Monday, 5 April 2010


The Outer Church extends a warm welcome to Matt Smith and Karen Gillan, who acquitted themselves very well indeed in last night's opening episode of Doctor Who's 2010 season. David Tennant was always going to be a hard act to follow, but Smith pulled a blinder with his twitchy charisma and unusual, expressive looks. Meanwhile Gillan looks like she may prove the most interesting companion of the revived series, a psychologically damaged survivor of a troubled upbringing whose relationship with the Doctor goes back to her pre-teens... regardless of chief writer and executive producer Steven Moffat's protestations to the contrary, we're already in darker territory than that of preceding seasons. Anyone else feel distinctly uncomfortable with the idea that Prisoner Zero had been lurking on the periphary of Amy's vision for over a decade, looking on as she grew up? Shudder.

The locations of Amy's house and village were used to great effect. Blink indicated that Moffat may harbour a bit of an obsession with the (supposedly) inanimate - perhaps inspired by youthful exposure to the Autons - and here both a crack in a wall and a doorway became harbingers of doom. The use of the leafy village was reminiscent of 70s Who serials such as The Daemons, Terror Of The Autons, The Green Death, The Ambassadors Of Death and The Android Invasion, the subtly remarkable interval on the green boasting a sickly, dreary, dreamlike quality unlike anything we've seen in the series since its return, or at least since Blink. The Vogon-like announcements of imminent annihilation emanating from the ice cream van loudspeaker raised a grim smile too. Douglas Adams would have approved.

Sunday, 4 April 2010


Fascinating interview with filmmaker Peter Weir on the subject of his overlooked 1977 picture The Last Wave. The film stars Richard Chamberlain as a lawyer called upon to represent a group of indigenous Australian men accused of murder. As he delves deeper into the case, Chamberlain's character finds himself beset by disturbing apocalyptic visions which cast doubt on the meaning of his existence. The film also stars the charismatic David Gulpilil of Walkabout fame, and comes highly recommended to fans of Weir's earlier film, the eerily beautiful Picnic At Hanging Rock.
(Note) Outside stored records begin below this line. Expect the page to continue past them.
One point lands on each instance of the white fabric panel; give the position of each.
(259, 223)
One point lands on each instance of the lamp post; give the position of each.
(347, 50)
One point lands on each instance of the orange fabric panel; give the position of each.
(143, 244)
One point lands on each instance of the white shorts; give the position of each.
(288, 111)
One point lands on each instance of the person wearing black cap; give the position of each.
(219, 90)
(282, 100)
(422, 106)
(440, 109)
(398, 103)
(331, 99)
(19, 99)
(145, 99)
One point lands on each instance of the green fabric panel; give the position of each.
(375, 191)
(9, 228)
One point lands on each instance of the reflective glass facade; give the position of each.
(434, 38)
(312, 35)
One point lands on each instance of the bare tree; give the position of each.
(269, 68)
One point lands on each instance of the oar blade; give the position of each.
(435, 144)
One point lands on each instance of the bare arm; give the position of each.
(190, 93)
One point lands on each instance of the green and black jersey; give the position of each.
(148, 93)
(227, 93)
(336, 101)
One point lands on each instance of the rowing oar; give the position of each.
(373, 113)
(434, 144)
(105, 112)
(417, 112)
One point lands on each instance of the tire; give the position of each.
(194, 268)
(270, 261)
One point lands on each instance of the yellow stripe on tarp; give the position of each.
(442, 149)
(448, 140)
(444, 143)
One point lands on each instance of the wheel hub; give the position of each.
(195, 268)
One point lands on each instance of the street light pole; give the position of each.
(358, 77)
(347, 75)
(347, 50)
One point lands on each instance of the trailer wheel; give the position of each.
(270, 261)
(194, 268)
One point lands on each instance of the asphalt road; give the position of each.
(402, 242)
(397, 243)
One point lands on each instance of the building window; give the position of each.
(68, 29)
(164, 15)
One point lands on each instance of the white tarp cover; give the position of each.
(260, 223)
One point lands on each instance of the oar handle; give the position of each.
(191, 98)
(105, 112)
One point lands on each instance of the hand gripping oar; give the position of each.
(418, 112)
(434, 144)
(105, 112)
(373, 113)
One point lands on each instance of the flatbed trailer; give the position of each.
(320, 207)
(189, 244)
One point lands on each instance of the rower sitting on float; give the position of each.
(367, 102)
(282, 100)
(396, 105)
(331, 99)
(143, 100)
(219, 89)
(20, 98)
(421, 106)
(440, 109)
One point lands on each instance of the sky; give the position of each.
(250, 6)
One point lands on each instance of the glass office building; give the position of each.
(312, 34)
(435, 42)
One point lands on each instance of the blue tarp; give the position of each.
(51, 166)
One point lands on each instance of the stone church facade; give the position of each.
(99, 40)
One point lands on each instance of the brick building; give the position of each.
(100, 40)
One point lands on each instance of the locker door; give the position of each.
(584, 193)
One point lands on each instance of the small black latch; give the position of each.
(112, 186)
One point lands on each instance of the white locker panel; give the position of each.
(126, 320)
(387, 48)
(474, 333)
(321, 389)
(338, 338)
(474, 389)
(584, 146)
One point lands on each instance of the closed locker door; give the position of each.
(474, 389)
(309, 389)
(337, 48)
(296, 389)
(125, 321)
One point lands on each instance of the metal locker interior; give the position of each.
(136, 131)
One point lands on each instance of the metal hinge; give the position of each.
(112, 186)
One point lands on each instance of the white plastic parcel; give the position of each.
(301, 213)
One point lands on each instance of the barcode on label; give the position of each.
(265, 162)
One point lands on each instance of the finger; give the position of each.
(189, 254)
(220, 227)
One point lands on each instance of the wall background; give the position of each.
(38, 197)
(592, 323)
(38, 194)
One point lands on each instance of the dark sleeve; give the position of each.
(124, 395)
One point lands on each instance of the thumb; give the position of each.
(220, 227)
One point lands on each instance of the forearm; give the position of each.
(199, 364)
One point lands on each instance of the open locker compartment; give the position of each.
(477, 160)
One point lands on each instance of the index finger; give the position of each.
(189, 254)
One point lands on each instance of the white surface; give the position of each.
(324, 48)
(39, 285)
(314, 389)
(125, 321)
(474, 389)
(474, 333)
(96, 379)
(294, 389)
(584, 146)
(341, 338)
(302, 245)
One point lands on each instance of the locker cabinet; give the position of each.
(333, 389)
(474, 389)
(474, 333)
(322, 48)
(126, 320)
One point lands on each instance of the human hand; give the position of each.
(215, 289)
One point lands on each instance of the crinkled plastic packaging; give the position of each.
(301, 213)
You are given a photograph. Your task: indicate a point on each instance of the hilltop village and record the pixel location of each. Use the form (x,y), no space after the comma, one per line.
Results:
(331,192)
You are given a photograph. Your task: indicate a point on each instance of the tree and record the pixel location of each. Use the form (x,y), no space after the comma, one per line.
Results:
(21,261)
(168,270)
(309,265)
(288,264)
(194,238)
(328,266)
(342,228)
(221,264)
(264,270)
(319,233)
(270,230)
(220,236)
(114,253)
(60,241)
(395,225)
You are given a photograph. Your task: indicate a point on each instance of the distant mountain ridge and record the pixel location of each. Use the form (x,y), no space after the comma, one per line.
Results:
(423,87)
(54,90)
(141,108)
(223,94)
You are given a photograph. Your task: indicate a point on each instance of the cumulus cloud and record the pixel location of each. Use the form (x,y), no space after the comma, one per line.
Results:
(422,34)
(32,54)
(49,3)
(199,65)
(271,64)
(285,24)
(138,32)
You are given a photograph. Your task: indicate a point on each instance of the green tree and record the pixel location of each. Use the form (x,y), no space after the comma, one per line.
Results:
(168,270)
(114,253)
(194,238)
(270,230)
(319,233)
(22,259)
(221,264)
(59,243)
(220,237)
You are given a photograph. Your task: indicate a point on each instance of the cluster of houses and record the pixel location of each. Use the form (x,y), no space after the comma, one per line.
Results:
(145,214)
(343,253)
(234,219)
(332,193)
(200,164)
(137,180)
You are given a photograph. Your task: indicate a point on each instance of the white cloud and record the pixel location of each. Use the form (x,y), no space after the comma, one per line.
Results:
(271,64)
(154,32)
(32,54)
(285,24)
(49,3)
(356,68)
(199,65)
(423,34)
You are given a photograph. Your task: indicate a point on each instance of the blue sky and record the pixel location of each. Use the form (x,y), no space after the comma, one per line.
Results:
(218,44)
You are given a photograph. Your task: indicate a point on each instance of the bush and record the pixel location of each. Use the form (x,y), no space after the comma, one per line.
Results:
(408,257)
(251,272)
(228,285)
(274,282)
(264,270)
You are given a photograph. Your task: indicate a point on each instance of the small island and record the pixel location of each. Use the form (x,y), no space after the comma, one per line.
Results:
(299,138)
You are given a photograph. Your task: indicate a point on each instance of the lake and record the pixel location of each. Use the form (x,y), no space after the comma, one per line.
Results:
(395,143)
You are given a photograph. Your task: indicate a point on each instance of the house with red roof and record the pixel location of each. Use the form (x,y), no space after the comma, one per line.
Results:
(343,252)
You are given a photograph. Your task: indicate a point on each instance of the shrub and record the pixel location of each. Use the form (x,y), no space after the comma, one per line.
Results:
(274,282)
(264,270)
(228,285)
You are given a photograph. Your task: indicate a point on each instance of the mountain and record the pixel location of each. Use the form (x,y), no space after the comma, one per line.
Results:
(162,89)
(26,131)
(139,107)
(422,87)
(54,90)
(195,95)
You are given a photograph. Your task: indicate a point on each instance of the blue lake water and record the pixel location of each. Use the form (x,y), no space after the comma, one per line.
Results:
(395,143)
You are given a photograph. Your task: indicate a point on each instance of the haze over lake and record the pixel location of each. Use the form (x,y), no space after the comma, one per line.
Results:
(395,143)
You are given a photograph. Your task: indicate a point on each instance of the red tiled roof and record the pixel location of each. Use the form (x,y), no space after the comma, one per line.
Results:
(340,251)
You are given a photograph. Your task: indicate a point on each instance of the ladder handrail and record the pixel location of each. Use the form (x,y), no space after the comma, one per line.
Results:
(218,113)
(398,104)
Like Nicolas Roeg, Peter Weir is a prominent figure in the pantheon of The Outer Church. Two other films of his that have provided considerable inspiration are 1993's Fearless and 1998's The Truman Show.


E's gorn an' dunnit again! Twice, actually. Pick up the second and third Cafe Kaput podcasts from Jon Brooks's lovely blog here and here. Another three to come, says Mr Brooks! Well, really...!


Fans of the distinctly hauntologically inclined actor, comedian and writer Peter Serafinowicz may be interested to know that you can download the music he recorded or the first series of Look Around You (under the name Gelg) here.

Meanwhile, the pilot podcast for his and Robert Popper's supernaturally spectacular Radio Spiritworld can be found here.

In addition, those of you who feel their life is lacking spiritual nourishment may be interested in Tarvuism. I know I am!